A Federal Court of Appeals ruling here last Thursday which ended a 45-day stay against a planned Nazi march in suburban Skokie left unaffected a Skokie village ordinance which will make it impossible for the tiny Nazi party to stage its march on April 20, Hitler’s birthday.
The 6-to-2 ruling by the full court for the Seventh Circuit here reversed an earlier decision by a three-judge panel of the court which had sustained an injunction granted March 17 by Judge Bernard M. Decker of the U.S. District Court in Chicago.
Decker ordered the temporary ban on the march to allow Skokie officials time to appeal his earlier ruling holding unconstitutional three Skokie ordinances passed last year when the Nazis first announced plans to march through Skokie, wearing Nazi uniforms and swastikas, home of 7000 Holocaust survivors.
A SKOKIE ORDINANCE NOT REJECTED
But a Skokie ordinance which the Circuit Court did not reject, requires that applications for a parade permit be made at least 30 days before a march. At the time Decker ordered his stay, the Nazis had not applied for a permit and have still not done so. Sources here said that no matter what happens to all the legal tests arising from the projected march, it cannot be held without the Nazis getting the required permit.

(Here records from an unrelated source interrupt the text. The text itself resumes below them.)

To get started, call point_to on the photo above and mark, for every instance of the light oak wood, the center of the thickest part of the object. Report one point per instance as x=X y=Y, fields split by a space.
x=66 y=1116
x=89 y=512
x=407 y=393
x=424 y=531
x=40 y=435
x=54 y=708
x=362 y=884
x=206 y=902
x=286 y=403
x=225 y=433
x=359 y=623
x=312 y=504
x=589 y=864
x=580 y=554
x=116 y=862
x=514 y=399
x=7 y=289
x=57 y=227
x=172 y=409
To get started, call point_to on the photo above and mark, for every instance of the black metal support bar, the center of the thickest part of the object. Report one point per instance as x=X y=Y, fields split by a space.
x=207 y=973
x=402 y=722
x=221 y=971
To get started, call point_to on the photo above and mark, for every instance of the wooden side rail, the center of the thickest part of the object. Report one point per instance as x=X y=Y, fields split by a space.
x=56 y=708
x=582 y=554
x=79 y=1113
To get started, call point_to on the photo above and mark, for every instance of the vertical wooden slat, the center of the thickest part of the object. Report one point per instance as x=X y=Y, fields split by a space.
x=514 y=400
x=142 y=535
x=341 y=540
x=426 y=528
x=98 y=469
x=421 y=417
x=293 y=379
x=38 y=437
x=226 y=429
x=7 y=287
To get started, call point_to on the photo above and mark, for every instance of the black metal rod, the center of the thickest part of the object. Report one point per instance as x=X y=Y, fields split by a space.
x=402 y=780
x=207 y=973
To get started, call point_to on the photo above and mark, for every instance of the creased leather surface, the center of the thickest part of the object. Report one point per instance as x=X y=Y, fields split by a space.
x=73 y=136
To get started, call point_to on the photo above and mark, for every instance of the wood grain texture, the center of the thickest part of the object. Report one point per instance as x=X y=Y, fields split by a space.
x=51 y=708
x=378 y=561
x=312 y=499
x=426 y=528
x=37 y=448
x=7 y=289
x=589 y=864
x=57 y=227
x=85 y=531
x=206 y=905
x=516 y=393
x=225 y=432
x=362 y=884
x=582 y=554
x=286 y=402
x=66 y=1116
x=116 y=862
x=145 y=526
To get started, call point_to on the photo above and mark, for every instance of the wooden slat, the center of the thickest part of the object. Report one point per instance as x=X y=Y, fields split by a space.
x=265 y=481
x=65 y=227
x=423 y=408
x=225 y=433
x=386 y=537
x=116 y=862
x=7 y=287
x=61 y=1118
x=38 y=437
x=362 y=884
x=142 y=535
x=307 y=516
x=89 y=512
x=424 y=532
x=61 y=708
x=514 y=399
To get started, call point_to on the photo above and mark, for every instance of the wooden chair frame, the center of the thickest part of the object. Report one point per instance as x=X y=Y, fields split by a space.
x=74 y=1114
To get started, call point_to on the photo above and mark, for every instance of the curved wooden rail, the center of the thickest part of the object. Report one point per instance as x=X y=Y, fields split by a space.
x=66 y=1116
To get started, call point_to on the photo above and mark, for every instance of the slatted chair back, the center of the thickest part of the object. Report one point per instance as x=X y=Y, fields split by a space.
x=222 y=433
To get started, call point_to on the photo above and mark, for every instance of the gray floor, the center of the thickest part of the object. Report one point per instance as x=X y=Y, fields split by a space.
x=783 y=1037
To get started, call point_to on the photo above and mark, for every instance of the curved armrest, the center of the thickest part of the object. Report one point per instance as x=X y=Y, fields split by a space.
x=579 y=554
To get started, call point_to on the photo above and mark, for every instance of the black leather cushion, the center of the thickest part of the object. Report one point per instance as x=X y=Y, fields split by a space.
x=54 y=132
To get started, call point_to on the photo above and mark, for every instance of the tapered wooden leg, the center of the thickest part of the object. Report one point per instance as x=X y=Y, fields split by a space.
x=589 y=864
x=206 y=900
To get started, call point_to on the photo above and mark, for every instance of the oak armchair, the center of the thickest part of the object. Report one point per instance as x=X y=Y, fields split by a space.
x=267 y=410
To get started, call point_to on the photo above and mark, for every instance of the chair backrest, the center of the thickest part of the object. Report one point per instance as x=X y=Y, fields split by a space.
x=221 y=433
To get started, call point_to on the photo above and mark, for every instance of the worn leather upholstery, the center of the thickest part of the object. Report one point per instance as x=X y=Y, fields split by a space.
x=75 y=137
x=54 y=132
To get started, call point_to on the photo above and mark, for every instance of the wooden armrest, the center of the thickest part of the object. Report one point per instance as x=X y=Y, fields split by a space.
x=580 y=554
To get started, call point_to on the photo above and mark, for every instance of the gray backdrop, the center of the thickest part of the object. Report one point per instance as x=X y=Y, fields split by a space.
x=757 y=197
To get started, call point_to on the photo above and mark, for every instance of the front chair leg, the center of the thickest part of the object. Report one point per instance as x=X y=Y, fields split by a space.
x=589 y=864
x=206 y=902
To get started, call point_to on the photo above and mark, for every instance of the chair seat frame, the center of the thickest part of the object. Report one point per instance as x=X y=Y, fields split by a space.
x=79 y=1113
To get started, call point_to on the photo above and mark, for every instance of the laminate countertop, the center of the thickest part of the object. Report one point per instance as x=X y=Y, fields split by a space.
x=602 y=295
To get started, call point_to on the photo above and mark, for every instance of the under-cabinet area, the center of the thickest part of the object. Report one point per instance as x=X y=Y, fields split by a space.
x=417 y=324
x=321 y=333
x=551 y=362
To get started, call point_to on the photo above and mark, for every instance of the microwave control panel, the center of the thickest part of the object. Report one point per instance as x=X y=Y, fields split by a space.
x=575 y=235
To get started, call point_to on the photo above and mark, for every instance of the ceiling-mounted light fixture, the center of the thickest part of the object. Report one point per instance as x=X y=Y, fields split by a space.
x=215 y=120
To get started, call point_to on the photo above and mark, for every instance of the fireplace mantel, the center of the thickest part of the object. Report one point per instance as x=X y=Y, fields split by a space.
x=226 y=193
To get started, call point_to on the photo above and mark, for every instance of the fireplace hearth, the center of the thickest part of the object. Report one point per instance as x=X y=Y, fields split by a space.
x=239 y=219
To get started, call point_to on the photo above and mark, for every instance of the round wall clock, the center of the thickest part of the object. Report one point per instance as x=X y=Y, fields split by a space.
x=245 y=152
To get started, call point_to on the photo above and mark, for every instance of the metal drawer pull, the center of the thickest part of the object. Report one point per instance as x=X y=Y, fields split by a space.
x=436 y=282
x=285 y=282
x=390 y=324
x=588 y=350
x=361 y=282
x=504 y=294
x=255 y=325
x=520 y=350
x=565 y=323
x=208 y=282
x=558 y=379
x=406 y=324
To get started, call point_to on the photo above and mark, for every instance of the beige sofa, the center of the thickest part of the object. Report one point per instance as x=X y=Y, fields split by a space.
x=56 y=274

The contested ordinances banned groups that preached hatred or wore military style uniforms to march, or to pass out hate literature and also required any group planning to demonstrate to have $300,000 in liability insurance.
The appeals court said in its decision Thursday it would rule within 30 days on the Skokie village appeal against Decker’s ruling that the three ordinances violated constructional rights of free speech, freedom of assembly and equal protection under law. The court took note of the fact that the Nazis had not applied for a march permit and said that the stay “appears unnecessary.” The appeals court said it would hear all arguments in the case on April 14.